I had a horrible feeling I was about to find out. My body tilted at a precarious angle, and the zombies started ascending stairs. Moving carefully, since I didn’t want them to drop me at this juncture, I looked around and confirmed my suspicion. We were on the crumbling stone steps leading up to the old watchtower. Whatever had excited Nelli the night she had come here, it must have had something to do with this—the smell of zombies on these stairs.
The zombies held me aloft, high overhead, as we ascended. I remained very still, since they didn’t seem exactly steady on their feet, and I didn’t think I’d survive a tumble down these stairs. I practiced breathing evenly, grateful that I could breathe, and wondered how long I had been unconscious.
I guessed a few hours at least. It was nighttime now, the sky pitch-black overhead. The city must still be in the grip of the blackout; the park was completely dark, and as we rose higher through the trees, I could see that the surrounding buildings were also completely dark.

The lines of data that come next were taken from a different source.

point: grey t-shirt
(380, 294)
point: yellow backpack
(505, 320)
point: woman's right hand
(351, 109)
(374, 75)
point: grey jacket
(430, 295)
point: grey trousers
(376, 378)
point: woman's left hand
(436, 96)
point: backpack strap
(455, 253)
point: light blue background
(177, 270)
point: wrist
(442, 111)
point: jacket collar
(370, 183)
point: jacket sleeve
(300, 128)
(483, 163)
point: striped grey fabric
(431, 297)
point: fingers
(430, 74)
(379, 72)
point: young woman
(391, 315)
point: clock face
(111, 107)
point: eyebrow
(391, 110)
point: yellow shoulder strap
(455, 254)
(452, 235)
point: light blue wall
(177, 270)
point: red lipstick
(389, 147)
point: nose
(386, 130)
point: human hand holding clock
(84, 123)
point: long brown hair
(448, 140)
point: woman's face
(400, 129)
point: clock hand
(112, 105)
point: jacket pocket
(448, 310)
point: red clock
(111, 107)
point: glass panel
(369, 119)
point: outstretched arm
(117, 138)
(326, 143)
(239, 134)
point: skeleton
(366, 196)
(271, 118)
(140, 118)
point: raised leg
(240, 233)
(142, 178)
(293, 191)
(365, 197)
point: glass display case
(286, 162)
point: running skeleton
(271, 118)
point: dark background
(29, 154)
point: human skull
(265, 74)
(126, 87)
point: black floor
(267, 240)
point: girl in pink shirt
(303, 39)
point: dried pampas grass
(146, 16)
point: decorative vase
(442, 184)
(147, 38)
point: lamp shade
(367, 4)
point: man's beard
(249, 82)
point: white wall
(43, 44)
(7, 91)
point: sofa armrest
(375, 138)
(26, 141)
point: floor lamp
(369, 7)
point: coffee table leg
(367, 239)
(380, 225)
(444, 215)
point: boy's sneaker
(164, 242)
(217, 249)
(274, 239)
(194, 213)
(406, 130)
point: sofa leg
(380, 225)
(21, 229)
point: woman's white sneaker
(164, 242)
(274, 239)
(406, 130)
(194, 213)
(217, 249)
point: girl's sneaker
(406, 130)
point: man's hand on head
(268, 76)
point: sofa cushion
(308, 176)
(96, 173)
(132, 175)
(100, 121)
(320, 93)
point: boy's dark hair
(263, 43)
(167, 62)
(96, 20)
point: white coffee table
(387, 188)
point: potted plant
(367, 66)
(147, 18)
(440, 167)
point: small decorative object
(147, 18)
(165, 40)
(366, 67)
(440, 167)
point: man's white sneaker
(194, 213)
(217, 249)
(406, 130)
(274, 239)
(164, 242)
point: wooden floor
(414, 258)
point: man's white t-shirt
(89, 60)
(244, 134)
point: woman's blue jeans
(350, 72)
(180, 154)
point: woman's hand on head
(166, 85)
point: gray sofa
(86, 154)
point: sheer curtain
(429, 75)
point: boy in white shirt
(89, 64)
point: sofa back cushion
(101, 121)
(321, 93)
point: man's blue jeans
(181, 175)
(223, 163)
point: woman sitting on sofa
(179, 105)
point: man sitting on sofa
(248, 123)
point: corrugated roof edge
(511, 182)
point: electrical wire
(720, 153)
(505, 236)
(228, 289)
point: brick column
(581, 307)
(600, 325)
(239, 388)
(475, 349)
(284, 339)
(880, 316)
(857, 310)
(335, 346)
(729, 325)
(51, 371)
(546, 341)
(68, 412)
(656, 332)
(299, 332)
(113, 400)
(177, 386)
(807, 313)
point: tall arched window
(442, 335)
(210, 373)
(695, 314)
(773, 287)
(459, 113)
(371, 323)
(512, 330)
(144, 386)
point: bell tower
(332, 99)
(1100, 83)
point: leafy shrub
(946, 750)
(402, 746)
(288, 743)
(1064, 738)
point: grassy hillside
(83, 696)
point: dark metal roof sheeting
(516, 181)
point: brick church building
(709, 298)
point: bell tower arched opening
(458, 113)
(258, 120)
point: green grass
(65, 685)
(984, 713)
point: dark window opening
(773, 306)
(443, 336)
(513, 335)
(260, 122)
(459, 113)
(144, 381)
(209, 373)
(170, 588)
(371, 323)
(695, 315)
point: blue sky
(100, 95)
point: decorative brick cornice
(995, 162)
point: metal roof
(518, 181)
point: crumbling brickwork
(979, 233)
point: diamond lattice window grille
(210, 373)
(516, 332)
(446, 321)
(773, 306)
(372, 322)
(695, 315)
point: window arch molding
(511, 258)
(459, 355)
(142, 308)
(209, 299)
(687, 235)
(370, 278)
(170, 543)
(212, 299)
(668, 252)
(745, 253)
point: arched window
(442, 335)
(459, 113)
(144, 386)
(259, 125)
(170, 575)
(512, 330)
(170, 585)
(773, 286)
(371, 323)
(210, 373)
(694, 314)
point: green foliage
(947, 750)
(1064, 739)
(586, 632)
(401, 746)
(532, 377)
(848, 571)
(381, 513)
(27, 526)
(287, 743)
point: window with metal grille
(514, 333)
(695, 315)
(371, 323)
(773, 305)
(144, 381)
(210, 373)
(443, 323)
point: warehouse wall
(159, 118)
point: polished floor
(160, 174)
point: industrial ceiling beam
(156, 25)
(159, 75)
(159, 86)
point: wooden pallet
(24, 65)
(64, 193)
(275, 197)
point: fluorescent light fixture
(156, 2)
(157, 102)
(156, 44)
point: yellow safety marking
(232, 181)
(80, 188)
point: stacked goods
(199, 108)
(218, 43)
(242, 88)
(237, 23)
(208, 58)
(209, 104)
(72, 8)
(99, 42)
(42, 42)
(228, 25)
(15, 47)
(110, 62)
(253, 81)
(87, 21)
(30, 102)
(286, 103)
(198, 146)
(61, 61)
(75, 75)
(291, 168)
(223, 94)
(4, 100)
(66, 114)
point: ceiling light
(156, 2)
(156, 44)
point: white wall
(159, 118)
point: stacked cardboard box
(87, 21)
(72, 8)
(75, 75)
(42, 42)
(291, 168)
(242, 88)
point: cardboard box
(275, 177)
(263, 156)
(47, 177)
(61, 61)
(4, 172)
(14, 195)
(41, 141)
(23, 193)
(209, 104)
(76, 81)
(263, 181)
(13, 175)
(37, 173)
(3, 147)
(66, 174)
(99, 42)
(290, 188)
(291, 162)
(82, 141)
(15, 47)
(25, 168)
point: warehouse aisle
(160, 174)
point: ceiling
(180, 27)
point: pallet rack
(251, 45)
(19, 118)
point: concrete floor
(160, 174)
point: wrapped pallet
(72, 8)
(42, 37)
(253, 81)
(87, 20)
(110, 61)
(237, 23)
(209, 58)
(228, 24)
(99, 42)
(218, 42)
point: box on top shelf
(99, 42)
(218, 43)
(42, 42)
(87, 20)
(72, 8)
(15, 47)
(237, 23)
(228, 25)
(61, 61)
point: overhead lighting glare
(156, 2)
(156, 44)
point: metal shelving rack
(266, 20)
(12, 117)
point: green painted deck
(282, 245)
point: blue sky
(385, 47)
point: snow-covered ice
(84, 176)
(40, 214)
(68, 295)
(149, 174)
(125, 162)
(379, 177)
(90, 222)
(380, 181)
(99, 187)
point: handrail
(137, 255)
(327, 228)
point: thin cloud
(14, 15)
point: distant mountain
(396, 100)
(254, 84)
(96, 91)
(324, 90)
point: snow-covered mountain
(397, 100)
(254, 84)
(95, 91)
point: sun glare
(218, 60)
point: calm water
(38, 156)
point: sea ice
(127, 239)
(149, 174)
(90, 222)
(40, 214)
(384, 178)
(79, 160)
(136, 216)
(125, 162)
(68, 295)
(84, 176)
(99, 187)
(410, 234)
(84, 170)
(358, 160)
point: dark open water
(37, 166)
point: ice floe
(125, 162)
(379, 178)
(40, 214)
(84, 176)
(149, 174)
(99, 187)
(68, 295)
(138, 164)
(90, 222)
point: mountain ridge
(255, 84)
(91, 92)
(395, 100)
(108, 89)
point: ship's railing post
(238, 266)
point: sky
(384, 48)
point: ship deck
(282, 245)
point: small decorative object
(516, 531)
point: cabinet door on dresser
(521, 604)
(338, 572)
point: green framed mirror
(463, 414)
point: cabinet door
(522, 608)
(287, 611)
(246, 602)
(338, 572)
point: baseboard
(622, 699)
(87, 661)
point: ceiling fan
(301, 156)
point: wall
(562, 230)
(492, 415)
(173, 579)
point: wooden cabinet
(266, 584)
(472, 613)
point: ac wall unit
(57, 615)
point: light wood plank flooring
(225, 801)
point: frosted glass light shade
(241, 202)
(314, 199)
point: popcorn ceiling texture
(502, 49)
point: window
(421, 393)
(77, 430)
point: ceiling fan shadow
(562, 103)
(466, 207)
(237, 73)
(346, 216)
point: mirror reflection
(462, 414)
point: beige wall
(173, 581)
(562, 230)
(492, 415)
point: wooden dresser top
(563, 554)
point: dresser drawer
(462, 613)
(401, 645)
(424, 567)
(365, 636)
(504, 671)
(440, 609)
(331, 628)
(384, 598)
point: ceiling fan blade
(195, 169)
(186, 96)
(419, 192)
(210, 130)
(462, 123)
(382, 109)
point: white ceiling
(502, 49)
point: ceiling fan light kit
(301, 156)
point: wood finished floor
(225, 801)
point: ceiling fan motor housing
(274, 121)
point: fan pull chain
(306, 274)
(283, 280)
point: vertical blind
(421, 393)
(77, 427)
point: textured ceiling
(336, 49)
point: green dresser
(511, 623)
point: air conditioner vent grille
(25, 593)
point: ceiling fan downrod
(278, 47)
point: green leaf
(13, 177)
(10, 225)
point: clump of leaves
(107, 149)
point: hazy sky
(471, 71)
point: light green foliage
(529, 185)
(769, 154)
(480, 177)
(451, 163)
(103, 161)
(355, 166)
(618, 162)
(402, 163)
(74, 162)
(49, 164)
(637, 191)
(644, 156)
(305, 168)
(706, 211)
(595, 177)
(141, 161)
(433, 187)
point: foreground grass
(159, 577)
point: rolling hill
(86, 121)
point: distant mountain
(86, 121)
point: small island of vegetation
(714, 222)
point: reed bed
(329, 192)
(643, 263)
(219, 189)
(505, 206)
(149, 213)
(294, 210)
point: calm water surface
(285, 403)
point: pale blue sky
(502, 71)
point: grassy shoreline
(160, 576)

Whatever Catherine was planning, she evidently needed complete darkness for it. She didn’t want to be seen.
That didn’t seem very promising from my perspective.
The moonless, starless sky was a raging sea of thunder and lightning. The noise stampeded through my aching head, and the flashing light was disorienting, making me dizzy as I was carried backward and at an uncomfortable angle up to the forgotten nineteenth-century watchtower atop this steep, isolated hill in the middle of Harlem.
We were in Manhattan, a densely populated borough! Surely I should be able to get someone’s attention.
As soon as we reached the comparative safety of the broad stone plaza, I made my move. My hands had been tied in front of me, rather than behind. Now I lifted them to remove the gag from my mouth, and I screamed as loudly as I could. Then my heart sank as I realized that no one would hear me over the noise of the thunder. There was no one else in this park, and the surrounding houses and apartments were all too far away. Even without the competition of the thunder, I doubted anyone would hear me.
Nonetheless, I screamed again.
“Would you stop that?” Catherine’s voice snapped at me. “I told them to gag you! What happ—oh, for God’s sake!”